Aquélla noche en la vía láctea, Peter Bondy

     




    Las luces del palacio encendían la soledad de los pocos desesperados que caminaban a esa hora de la noche. Había llovido con intensidad y el suelo parecía un lago cubierto de pisadas de pájaros. Ella apareció desde el fondo de un portón abandonado, como el lobo que sale de su guarida tras oler algo que llevarse a la boca después de un día sin comer.

-¿Me lías un cigarrillo de los tuyos?

    Era enjuta, cara cubierta de cicatrices y muy morena, como una galleta de chocolate raída por los años, Llevaba un gorro de lana rosado, casi hundido hasta las cejas, una mirada limpia, azul, teñida de luces amarillas. Mirada directa, sin apartar sus ojos, tal vez triste, tal vez acobardada.

    -Si, claro, un momento -dije sacando un papel de liar y algo de tabaco.

El campanario gritó las doce. Retumbó en la plaza como cañonazos de una guerra no sabida. Acabé de liar el cigarrillo y se lo ofrecí mientras extendía su mano oculta bajo unos guantes arco iris grisáceo, mojados, temblorosos.

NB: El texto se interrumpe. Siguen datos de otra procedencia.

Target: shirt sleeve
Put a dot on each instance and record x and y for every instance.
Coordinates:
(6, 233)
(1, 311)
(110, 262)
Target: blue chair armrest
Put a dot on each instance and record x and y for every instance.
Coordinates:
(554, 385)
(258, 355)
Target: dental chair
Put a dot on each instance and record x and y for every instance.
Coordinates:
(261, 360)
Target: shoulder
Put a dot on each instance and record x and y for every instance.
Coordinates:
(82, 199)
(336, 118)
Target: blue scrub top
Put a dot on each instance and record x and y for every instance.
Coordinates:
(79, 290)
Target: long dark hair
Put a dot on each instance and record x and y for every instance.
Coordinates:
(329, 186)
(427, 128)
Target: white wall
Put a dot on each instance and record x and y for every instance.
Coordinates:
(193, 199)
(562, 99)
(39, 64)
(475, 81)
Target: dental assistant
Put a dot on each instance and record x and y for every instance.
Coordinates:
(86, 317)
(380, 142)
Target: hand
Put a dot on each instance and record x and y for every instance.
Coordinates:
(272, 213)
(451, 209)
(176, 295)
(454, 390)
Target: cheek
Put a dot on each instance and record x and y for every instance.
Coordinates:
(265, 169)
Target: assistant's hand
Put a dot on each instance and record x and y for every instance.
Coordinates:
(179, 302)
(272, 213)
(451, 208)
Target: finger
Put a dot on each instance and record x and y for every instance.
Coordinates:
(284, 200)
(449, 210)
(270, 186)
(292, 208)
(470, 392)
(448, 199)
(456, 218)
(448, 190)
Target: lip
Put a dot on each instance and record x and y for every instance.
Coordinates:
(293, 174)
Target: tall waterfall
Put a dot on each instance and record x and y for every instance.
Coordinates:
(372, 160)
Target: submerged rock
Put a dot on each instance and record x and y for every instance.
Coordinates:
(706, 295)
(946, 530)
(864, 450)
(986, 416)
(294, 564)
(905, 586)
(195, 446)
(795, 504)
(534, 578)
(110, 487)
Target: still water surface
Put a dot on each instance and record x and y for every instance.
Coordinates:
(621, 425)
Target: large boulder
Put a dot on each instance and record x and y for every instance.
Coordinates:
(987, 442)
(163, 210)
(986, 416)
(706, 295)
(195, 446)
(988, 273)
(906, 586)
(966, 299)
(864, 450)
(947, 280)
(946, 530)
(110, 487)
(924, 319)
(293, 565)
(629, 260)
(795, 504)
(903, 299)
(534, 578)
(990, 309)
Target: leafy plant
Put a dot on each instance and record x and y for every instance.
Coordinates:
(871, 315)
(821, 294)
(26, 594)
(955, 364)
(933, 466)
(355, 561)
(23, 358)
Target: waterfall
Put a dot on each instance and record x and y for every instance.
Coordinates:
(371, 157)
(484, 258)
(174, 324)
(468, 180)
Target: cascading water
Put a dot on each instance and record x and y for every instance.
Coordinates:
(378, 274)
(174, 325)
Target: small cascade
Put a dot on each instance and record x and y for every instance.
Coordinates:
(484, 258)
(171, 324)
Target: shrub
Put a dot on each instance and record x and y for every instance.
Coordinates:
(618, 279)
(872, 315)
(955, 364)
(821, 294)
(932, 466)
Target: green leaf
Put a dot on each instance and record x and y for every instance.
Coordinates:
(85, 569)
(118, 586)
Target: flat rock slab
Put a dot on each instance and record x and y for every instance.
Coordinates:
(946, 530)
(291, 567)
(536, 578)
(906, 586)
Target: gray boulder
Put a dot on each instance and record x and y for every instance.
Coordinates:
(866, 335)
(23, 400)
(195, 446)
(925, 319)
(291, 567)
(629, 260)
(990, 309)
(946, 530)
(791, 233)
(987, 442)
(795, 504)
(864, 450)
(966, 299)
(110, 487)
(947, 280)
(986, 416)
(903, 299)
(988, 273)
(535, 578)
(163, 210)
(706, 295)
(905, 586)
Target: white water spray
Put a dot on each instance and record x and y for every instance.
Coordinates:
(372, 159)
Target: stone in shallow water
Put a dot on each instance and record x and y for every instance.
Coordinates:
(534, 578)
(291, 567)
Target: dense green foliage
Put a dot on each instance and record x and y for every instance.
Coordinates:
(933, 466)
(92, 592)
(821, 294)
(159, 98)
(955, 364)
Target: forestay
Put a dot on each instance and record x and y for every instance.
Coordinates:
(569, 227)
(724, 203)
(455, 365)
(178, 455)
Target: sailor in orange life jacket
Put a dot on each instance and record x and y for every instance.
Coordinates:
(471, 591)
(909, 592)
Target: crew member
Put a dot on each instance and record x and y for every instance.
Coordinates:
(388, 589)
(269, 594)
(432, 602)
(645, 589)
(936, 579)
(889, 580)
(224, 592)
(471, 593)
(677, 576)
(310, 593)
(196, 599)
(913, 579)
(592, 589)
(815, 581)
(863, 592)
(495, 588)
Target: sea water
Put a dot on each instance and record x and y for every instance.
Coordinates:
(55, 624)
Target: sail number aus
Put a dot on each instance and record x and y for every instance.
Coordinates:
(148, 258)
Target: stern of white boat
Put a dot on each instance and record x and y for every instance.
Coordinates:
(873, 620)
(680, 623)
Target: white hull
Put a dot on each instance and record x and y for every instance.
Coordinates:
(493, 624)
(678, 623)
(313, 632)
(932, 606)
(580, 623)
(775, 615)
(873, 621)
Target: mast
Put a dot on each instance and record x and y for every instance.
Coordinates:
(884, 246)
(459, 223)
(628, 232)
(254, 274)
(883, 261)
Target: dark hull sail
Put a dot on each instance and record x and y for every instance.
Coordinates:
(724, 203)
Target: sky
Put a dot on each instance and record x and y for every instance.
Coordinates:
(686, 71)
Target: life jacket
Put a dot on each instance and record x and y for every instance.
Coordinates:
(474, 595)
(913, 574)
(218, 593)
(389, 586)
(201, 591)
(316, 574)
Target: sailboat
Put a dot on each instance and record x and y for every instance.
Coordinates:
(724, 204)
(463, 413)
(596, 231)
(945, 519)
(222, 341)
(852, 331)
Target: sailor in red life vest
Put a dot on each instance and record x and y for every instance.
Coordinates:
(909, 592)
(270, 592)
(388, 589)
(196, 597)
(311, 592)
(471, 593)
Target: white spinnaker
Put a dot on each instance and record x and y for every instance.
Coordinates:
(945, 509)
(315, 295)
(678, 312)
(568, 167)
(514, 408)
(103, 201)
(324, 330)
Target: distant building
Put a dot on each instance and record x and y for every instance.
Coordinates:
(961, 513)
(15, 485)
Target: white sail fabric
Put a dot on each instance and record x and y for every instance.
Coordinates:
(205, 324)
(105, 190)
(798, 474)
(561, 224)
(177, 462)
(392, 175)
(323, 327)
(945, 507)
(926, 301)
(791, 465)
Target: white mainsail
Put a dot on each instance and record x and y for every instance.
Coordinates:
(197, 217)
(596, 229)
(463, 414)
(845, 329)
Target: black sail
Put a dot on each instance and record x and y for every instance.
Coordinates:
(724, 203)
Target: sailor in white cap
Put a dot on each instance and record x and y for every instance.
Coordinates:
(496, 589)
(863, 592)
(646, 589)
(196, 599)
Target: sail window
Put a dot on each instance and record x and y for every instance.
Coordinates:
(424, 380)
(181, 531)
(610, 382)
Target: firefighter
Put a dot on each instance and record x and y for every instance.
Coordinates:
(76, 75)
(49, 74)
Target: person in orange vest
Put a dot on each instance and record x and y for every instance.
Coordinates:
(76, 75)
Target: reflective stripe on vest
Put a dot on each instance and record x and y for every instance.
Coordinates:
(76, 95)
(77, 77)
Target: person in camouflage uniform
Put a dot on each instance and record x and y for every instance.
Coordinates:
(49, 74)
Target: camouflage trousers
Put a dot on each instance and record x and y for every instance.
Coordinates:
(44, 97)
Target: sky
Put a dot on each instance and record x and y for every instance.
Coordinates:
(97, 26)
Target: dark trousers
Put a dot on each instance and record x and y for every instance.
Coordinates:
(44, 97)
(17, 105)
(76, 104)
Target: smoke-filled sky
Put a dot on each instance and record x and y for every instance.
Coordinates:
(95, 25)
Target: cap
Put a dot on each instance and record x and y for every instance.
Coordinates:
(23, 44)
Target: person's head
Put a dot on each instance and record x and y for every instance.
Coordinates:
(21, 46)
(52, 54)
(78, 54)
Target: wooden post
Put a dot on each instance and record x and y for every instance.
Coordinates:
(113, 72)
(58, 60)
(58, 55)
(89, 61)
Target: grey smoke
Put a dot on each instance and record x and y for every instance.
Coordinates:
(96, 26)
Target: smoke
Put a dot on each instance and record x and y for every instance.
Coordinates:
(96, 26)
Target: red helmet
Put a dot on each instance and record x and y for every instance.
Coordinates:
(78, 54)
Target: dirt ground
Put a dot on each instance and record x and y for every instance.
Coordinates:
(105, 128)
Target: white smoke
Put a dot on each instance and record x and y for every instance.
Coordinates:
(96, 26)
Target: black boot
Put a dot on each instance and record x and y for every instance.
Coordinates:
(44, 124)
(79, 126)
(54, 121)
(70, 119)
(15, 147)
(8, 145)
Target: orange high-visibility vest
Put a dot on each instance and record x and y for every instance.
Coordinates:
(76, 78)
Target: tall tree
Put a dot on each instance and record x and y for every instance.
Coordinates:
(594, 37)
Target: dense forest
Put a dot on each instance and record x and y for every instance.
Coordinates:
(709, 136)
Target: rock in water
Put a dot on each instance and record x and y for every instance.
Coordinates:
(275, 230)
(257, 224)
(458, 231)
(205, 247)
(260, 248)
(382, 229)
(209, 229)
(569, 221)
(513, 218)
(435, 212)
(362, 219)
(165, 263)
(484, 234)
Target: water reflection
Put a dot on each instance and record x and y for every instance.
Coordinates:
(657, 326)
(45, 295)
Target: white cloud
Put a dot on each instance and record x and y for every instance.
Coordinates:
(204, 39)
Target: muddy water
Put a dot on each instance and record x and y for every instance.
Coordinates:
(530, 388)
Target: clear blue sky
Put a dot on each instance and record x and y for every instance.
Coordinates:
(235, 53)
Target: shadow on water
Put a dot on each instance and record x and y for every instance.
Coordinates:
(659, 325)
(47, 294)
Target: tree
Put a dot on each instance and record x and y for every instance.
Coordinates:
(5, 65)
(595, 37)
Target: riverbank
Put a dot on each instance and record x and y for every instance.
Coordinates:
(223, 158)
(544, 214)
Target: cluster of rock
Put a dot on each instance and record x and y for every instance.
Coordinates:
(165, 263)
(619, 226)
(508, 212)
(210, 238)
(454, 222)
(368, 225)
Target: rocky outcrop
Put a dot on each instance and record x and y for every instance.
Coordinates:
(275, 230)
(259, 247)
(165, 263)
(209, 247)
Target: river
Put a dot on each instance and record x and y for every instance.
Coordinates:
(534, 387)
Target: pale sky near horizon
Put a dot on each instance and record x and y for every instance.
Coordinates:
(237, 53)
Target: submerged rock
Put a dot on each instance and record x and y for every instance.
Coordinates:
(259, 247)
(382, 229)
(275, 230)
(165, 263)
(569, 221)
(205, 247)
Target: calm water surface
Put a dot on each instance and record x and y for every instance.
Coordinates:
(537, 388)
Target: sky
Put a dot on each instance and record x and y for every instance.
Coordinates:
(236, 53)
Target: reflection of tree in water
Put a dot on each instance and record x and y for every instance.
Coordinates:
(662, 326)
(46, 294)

    -¿Qué haces por aquí a estas horas?

    -En verdad nada, solo pasear un poco después de cenar.

    Ella tomó el cigarrillo y lo prendió con un mechero  invisible. Le dio una calada profunda y cerró los ojos. Se giró hacia un costado y dijo:

    -Esta noche salen leones para cazar las pocas gacelas que quedan en el parque. No tardes mucho en regresar a casa. Es peligroso.

    Musitó un gracias y desapareció en la oscuridad del portón. 


                                                                    ***


    Caminé alrededor del parque hasta bien entrada la madrugada. Dos policías se cobijaban en una garita, se les escuchaba hablar y de vez en cuando uno de ellos salía, se alejaba unos pasos, miraba a los lados y regresaba. Pensé entonces que la mujer bien podría guarecerse del frío junto a ellos, no sé por qué la intuí sin casa, sin familia, sin nadie, tal vez llevado por la idea de que la noche solo trae abandonados a las calles. Y me sentí mal al recordar que me había dejado un paquete de tabaco sin empezar encima de la mesa y que bien podría habérselo dado a ella. Así que regresé, lo guardé en un bolsillo del abrigo y regresé a buscarla.


                                                                    ***


    La encontré de nuevo bajo otro portón, junto a una cafetería ya cerrada y cuyos camareros apilaban las sillas verdes de metal haciendo torres. Ella estaba encojida, sentada en el suelo, mirando al frente, repasando las esquinas del inmenso teatro frente a ella. 

    -Hola de nuevo, te traigo un paquete que tenía por casa y que no voy a fumar -mentí.

    -Te dije que volvieras a casa porque es peligroso estar aquí a estas horas.

    -Sí, lo recuerdo.

    Se levantó y agarró el tabaco con la mano izquierda. Me miró y me guiñó un ojo a la vez que me tocaba la cintura.

    -Los leones se esconden y tú no puedes verlos. Siempre ha sido así.

    Sonreí y noté un pinchazo en la pierna izquieda. Fue como si alguien me hubiera quemado con un hierro. Al mirarme la mano observé un hilo rojo resbalando por los dedos.

    Ella musitó un dulce y esquivo adiós mientras desaparecía tras la puerta. No pude ver nada más. Me desmayé en ese instante y lo último que noté fue un golpe en la espalda y un ruido seco al caer sobre el pavimento.

    Al cabo de unas semanas, cojeando todavía regresé al parque. Estaba en obras, una remodelación completa según pude leer después en el periódico. Busqué la garita y la habían desmantelado, la cafetería también había tenido la misma suerte, solo quedaban montones de tierra y niños jugando con figuras de animales, como imitando un zoo en el que tampoco vi leones.